Smoked haddock with poached egg and colcannon

Serves 4

about 400ml milk, for poaching
200ml light fish stock
1 bay leaf
4 skinned smoked haddock portions, each about 160g
2 shallots, finely chopped
300ml double cream
1 tbsp chopped dill
4 eggs
knob of butter

for the colcannon
300g Savoy cabbage, cut into rough 2cm pieces
salt and freshly ground white pepper
6 spring onions, shredded
400g floury potatoes, cooked and mashed
40g butter, or more if necessary

Cook the cabbage in boiling salted water for about 5-6 minutes until soft, but not overcooked. Add the spring onions and simmer for another 30 seconds drain in a colander then mix with the mashed potato, butter and seasoning.

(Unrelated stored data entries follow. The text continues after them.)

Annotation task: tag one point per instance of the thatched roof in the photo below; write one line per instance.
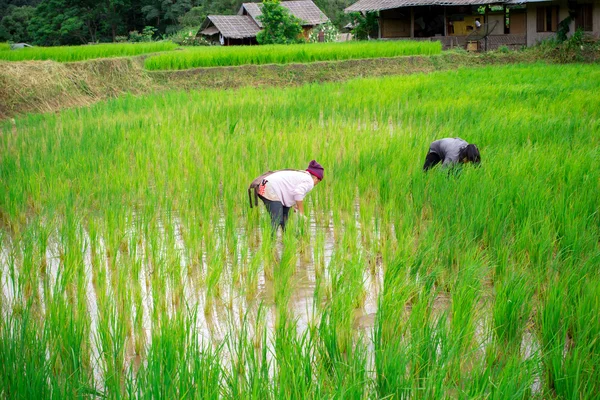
(306, 10)
(378, 5)
(232, 26)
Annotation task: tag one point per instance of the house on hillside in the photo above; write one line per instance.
(242, 28)
(512, 23)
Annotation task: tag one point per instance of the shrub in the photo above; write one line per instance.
(330, 33)
(279, 26)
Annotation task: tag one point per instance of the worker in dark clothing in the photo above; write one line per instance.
(450, 151)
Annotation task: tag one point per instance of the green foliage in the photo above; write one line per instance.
(187, 37)
(145, 36)
(132, 266)
(194, 17)
(282, 54)
(329, 32)
(364, 26)
(279, 26)
(79, 53)
(165, 15)
(13, 26)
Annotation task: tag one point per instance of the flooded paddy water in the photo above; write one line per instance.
(132, 266)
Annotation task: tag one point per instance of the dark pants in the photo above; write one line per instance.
(279, 213)
(431, 161)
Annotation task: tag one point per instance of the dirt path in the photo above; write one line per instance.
(48, 86)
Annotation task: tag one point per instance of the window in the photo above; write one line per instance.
(583, 18)
(547, 19)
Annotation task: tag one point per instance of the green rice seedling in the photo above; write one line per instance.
(23, 348)
(248, 372)
(80, 53)
(282, 54)
(117, 220)
(511, 312)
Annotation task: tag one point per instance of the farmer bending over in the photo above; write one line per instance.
(450, 151)
(284, 189)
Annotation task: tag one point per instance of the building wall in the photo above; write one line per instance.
(395, 23)
(534, 37)
(518, 23)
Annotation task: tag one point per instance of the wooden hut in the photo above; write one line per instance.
(242, 28)
(511, 23)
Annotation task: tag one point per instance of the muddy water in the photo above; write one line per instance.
(219, 317)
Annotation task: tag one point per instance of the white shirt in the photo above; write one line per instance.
(288, 187)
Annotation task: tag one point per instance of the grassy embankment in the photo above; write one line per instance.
(80, 53)
(285, 54)
(51, 86)
(131, 264)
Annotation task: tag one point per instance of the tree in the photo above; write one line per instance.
(14, 25)
(57, 22)
(279, 26)
(165, 14)
(365, 25)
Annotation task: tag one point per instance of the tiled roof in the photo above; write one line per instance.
(235, 26)
(377, 5)
(306, 10)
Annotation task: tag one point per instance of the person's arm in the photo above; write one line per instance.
(300, 206)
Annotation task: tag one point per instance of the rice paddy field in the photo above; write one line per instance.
(216, 56)
(132, 266)
(80, 53)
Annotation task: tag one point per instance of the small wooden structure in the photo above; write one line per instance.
(242, 28)
(516, 23)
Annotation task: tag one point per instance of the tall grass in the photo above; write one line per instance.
(284, 54)
(131, 265)
(80, 53)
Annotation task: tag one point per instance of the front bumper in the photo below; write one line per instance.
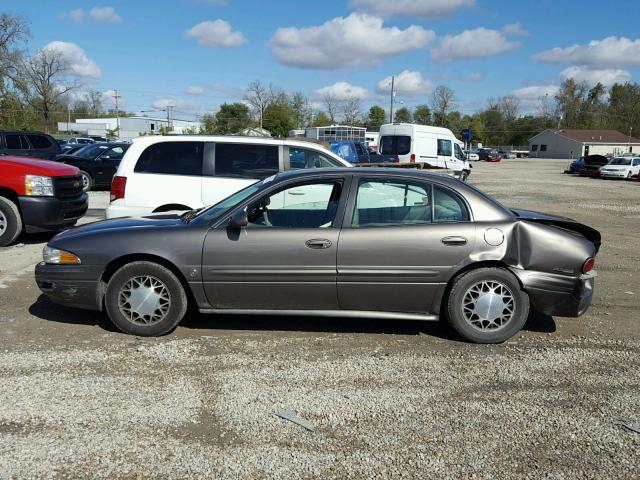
(51, 213)
(78, 286)
(558, 295)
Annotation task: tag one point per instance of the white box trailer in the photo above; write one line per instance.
(423, 146)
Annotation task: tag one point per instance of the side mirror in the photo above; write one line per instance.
(238, 220)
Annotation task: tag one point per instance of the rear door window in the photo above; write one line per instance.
(39, 141)
(306, 158)
(395, 144)
(16, 142)
(246, 160)
(172, 158)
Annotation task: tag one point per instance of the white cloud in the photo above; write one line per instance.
(184, 105)
(614, 52)
(104, 14)
(530, 97)
(607, 77)
(407, 84)
(195, 90)
(77, 60)
(216, 33)
(343, 91)
(514, 29)
(478, 43)
(424, 9)
(359, 40)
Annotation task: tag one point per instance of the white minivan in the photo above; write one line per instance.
(185, 172)
(426, 146)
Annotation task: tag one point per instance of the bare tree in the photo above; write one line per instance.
(259, 97)
(46, 79)
(351, 111)
(442, 101)
(332, 105)
(13, 31)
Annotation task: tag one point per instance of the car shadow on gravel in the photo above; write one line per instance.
(45, 309)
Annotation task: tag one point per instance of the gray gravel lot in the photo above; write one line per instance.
(388, 399)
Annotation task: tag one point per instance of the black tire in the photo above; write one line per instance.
(469, 325)
(10, 222)
(87, 181)
(127, 319)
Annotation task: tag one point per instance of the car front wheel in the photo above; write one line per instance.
(146, 299)
(487, 305)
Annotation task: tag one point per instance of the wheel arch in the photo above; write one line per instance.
(113, 266)
(441, 302)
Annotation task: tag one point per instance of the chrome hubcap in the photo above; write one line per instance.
(144, 300)
(488, 305)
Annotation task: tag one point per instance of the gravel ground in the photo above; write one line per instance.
(387, 399)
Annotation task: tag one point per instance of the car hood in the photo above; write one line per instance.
(561, 222)
(120, 225)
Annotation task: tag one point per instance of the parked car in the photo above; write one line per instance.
(97, 163)
(621, 167)
(489, 155)
(184, 172)
(379, 243)
(471, 156)
(351, 151)
(425, 146)
(80, 141)
(508, 154)
(38, 195)
(28, 144)
(592, 165)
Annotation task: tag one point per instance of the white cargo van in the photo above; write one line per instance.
(426, 146)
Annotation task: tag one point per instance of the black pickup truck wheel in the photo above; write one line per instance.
(10, 222)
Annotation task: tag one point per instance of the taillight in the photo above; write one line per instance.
(588, 265)
(118, 186)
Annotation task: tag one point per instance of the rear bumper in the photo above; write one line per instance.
(558, 295)
(51, 213)
(76, 286)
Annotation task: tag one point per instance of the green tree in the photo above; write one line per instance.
(232, 118)
(422, 115)
(375, 118)
(279, 118)
(402, 115)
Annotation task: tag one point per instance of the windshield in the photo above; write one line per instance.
(90, 152)
(217, 210)
(620, 161)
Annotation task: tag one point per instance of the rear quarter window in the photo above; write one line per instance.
(172, 158)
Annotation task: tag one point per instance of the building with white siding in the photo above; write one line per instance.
(575, 143)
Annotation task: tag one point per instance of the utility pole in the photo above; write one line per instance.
(170, 117)
(117, 98)
(393, 94)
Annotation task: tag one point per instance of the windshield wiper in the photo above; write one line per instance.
(186, 217)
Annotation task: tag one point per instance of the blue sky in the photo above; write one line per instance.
(156, 52)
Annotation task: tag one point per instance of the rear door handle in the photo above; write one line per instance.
(318, 243)
(454, 241)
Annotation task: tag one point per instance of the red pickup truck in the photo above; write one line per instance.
(38, 195)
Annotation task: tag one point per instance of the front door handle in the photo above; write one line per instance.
(318, 243)
(454, 241)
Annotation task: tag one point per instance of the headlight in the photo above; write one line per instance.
(36, 185)
(58, 257)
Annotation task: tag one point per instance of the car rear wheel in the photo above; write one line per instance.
(487, 305)
(10, 222)
(146, 299)
(87, 181)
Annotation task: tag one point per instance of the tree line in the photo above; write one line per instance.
(38, 90)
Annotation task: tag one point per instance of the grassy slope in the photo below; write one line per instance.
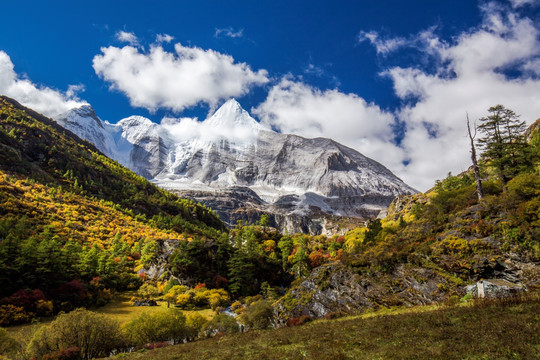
(120, 308)
(486, 330)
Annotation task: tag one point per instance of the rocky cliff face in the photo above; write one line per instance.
(241, 169)
(335, 289)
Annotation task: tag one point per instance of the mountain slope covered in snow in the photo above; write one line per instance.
(242, 169)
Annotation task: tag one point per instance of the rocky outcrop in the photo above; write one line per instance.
(241, 169)
(495, 288)
(335, 288)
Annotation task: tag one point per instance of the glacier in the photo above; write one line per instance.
(242, 169)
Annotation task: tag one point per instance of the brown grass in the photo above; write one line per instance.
(508, 329)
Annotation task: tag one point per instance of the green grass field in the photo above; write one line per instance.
(120, 309)
(481, 331)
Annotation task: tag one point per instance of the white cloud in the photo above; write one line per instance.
(519, 3)
(45, 100)
(383, 46)
(297, 108)
(470, 78)
(127, 37)
(190, 75)
(467, 74)
(229, 32)
(164, 38)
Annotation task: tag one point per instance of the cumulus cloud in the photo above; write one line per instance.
(161, 79)
(127, 37)
(497, 62)
(383, 46)
(164, 38)
(472, 76)
(229, 32)
(45, 100)
(298, 108)
(519, 3)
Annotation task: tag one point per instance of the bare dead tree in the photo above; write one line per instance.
(479, 189)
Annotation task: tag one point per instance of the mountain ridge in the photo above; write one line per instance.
(231, 149)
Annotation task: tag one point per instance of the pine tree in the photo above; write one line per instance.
(503, 142)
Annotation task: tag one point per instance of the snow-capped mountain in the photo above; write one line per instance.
(242, 169)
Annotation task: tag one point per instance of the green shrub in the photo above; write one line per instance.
(194, 325)
(165, 325)
(95, 335)
(258, 316)
(221, 323)
(8, 345)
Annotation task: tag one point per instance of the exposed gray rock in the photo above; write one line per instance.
(495, 288)
(248, 169)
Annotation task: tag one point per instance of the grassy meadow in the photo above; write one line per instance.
(496, 329)
(120, 308)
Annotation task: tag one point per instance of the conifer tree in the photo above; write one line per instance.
(503, 142)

Keep warm in a covered pan until required, or allow to cool and reheat in the microwave when required.

While the colcannon is cooking, bring the milk and fish stock to the boil with the bay leaf. Add the haddock, bring back to the boil and simmer for 3-4 minutes. Remove the fish carefully and transfer to a plate. Cover with foil and keep warm.

Transfer half of the cooking liquid to a clean pan, add the shallots and boil to reduce the liquid by two-thirds. Add the double cream and reduce it again by two-thirds, or until it thickens to coating consistency. Adjust the seasoning if necessary, add the chopped dill and simmer for another minute.

While the liquid is being reduced, poach the eggs until just set but still soft inside. 

Spoon the colcannon on to warmed plates, carefully break the haddock fillets in half and press carefully into the colcannon. Drain the eggs with a slotted spoon and rest them in between the two pieces of haddock. Finish the sauce by stirring in the knob of butter and spoon it over the eggs and fish to serve.